El hombre bajo y barbudo se volvió para mirar con ira al escólico y el moravec. Su espada estaba todavía alzada.

—Dime dónde trasladé el lecho después de que mi esposa y yo nos mudáramos, y puede que te deje conservar los brazos.

—No lo trasladaste —dijo Hockenberry, en voz alta y firme a pesar del martilleo de su corazón—. Penélope dice que cuando construiste tu palacio dejaste un olivo fuerte y recto donde hoy está el dormitorio. Dice que cortaste las ramas, colocaste en el árbol un techo de madera, tallaste el tronco y lo dejaste para que fuera uno de los postes de vuestro lecho. Éstas fueron las palabras que me dijo que te dijera para que supieras que era en efecto ella quien enviaba el mensaje.
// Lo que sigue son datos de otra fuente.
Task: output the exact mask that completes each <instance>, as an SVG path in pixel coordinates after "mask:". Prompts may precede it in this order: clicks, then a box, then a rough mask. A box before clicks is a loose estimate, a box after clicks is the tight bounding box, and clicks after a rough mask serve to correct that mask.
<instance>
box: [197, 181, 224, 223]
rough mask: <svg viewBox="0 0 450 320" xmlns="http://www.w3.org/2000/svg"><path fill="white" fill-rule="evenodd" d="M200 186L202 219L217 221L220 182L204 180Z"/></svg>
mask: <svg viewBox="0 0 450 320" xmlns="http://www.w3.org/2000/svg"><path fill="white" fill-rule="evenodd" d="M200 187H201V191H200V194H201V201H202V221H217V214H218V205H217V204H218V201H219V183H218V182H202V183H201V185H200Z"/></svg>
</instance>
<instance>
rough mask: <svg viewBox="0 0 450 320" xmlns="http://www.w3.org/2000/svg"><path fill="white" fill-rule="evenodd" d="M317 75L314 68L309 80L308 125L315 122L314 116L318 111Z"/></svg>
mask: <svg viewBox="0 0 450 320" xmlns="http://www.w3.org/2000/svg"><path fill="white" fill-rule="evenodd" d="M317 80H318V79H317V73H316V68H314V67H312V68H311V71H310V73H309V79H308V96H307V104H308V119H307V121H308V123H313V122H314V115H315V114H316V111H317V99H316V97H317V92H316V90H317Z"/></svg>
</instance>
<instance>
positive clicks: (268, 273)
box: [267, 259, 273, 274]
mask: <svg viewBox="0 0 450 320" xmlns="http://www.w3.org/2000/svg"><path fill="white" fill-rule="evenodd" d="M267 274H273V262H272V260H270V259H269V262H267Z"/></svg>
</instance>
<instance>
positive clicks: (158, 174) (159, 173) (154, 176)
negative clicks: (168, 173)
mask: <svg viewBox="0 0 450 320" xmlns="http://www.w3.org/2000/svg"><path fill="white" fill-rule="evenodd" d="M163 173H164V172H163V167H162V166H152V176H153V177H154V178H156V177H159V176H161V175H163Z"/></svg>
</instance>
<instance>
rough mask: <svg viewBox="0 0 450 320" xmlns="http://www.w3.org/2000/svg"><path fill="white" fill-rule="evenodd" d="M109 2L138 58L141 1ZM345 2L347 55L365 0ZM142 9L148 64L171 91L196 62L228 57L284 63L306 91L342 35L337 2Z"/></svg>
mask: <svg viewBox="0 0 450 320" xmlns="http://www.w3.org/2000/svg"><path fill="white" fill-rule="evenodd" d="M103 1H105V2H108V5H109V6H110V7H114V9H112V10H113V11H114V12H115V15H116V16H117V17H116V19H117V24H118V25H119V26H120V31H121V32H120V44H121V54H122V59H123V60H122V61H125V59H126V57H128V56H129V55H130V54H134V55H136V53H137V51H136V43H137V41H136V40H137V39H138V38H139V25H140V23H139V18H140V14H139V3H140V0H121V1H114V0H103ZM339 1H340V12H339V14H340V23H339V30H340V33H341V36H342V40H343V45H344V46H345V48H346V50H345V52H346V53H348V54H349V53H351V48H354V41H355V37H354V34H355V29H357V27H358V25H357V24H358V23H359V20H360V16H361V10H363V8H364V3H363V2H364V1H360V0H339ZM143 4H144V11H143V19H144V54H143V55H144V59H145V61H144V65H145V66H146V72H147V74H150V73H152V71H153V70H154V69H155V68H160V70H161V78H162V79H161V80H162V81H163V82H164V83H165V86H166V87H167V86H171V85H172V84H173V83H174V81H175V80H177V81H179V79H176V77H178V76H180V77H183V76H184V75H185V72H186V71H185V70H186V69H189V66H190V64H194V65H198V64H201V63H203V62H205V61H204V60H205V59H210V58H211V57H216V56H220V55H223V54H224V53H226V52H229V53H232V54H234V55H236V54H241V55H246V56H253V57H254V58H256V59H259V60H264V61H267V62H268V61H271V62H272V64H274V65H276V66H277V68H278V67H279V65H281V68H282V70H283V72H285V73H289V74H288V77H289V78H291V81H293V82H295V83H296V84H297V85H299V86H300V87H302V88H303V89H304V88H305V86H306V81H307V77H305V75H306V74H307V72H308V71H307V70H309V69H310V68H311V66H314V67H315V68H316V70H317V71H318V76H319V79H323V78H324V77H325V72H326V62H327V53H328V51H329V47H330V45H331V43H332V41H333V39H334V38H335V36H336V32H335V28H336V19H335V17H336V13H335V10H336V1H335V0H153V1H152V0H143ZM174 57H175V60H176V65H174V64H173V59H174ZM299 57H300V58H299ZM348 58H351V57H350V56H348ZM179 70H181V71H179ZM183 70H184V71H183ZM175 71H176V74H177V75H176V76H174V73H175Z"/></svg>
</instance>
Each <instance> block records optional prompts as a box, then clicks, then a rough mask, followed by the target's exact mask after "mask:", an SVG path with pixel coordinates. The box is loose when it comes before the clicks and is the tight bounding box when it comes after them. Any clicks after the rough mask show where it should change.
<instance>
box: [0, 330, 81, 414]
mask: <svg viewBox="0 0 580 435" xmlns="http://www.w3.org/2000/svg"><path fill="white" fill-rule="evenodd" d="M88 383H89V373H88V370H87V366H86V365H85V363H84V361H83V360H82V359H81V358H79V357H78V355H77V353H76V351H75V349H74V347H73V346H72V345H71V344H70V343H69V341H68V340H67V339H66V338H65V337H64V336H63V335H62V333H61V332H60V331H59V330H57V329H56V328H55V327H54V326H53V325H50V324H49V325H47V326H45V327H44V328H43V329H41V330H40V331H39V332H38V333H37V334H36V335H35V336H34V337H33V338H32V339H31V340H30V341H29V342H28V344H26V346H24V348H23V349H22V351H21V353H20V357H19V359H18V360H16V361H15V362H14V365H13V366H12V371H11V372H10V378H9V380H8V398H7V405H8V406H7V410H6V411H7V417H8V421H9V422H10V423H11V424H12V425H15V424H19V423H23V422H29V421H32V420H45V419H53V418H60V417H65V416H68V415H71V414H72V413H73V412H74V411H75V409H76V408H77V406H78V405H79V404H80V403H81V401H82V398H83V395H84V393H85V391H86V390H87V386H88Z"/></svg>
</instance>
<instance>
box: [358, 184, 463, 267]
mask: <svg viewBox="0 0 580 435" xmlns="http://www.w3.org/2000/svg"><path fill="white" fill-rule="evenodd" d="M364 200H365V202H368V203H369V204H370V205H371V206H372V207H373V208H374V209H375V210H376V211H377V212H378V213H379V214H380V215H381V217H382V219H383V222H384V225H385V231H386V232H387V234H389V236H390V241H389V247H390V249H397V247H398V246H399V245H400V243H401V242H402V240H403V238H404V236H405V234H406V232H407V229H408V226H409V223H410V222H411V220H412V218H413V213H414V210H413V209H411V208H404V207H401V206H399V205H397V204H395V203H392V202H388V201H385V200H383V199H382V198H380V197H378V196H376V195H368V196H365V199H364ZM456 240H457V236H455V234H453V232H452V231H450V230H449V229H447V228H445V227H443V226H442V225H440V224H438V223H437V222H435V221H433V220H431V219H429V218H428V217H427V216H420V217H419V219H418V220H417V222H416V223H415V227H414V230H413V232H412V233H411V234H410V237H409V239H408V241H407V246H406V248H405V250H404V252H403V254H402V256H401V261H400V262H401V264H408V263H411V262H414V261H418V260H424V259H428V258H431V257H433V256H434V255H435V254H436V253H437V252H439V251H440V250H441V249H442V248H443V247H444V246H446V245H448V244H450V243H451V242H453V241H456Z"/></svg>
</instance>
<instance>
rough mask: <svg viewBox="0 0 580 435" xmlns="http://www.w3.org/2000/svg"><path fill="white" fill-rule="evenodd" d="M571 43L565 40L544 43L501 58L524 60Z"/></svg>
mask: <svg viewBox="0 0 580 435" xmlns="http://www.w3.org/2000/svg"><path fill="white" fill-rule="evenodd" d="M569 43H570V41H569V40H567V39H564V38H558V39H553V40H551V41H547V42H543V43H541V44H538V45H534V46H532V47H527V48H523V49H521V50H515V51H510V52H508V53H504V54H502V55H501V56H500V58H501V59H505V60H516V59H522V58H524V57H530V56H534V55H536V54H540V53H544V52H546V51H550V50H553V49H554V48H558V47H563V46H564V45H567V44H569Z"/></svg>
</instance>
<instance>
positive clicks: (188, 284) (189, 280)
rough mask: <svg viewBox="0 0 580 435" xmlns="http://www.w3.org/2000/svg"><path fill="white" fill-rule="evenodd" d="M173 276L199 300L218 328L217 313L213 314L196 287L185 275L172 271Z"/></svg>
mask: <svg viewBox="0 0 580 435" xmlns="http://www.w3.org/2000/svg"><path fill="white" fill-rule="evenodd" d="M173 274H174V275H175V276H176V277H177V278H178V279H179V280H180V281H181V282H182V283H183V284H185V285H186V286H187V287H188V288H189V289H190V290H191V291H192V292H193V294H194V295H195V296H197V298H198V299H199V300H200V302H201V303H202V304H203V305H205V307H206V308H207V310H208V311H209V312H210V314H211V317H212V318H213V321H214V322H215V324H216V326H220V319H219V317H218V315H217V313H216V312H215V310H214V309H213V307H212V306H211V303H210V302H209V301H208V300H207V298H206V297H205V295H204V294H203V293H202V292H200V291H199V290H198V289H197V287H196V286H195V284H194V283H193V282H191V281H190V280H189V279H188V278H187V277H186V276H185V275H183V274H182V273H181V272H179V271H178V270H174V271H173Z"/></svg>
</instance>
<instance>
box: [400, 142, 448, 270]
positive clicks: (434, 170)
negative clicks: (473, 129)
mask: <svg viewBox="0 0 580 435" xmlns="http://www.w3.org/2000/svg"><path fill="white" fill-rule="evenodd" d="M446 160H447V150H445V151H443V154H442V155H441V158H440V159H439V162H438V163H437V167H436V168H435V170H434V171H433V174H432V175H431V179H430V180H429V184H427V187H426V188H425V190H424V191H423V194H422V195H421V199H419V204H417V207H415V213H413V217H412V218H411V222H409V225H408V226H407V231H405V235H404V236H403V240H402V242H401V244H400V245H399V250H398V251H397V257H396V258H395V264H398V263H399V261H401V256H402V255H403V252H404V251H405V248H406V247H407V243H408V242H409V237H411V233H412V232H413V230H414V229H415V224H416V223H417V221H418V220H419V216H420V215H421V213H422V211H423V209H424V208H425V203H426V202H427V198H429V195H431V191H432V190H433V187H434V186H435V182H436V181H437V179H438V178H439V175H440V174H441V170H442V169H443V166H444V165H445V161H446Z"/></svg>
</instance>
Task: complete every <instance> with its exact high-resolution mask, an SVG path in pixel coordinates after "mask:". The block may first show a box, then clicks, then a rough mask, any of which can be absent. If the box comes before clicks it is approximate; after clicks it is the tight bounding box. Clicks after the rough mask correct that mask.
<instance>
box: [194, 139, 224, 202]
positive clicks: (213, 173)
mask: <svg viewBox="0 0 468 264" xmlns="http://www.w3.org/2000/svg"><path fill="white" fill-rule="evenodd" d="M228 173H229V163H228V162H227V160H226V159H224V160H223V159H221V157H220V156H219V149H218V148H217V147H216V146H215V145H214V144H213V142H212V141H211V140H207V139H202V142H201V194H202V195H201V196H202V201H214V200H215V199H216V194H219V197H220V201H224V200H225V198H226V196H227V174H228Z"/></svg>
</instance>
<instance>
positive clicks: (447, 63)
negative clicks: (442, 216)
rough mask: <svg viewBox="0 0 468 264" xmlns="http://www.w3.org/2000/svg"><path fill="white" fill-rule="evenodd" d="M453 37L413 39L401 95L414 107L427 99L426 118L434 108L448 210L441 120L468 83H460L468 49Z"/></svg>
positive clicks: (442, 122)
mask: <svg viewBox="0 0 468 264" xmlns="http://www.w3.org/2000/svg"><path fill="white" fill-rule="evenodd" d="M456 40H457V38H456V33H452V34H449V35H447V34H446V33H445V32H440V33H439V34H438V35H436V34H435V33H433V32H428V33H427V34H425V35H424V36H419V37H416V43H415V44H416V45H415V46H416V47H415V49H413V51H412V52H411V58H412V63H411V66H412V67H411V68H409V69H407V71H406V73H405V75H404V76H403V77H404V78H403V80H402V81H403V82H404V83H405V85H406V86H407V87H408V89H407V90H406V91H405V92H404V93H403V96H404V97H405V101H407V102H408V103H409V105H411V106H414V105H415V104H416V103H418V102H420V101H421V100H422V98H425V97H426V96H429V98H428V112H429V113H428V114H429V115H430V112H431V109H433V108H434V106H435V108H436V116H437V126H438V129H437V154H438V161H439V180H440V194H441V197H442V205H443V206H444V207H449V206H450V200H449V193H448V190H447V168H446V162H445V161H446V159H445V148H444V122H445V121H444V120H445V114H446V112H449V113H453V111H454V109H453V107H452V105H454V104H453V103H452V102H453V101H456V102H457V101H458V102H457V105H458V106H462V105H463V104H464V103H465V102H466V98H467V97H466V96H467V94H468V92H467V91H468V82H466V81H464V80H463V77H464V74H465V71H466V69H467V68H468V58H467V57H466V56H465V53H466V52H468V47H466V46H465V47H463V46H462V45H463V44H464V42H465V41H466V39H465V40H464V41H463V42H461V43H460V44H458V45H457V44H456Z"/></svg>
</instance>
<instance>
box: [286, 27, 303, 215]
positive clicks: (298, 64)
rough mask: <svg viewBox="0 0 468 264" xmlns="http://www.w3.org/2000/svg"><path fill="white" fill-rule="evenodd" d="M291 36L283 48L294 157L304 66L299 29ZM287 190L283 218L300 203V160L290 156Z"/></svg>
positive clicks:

Odiseo se lo quedó mirando un buen rato. Luego volvió a enfundar la espada.

—Dime el mensaje, hijo de Duane. Rápido.

El hombre miró al cielo cada vez más oscuro y al rugiente Olimpo. De repente un escuadrón de veinte moscardones y naves de transporte salió volando por el Agujero para llevar a los técnicos moravec a lugar seguro. Una serie de estampidos sónicos estremecieron el suelo marciano e hicieron que los hombres que corrían se agacharan y alzaran los brazos para cubrirse la cabeza.

—Acerquémonos a la máquina moravec, hijo de Laertes. Es un mensaje que será mejor entregar en privado.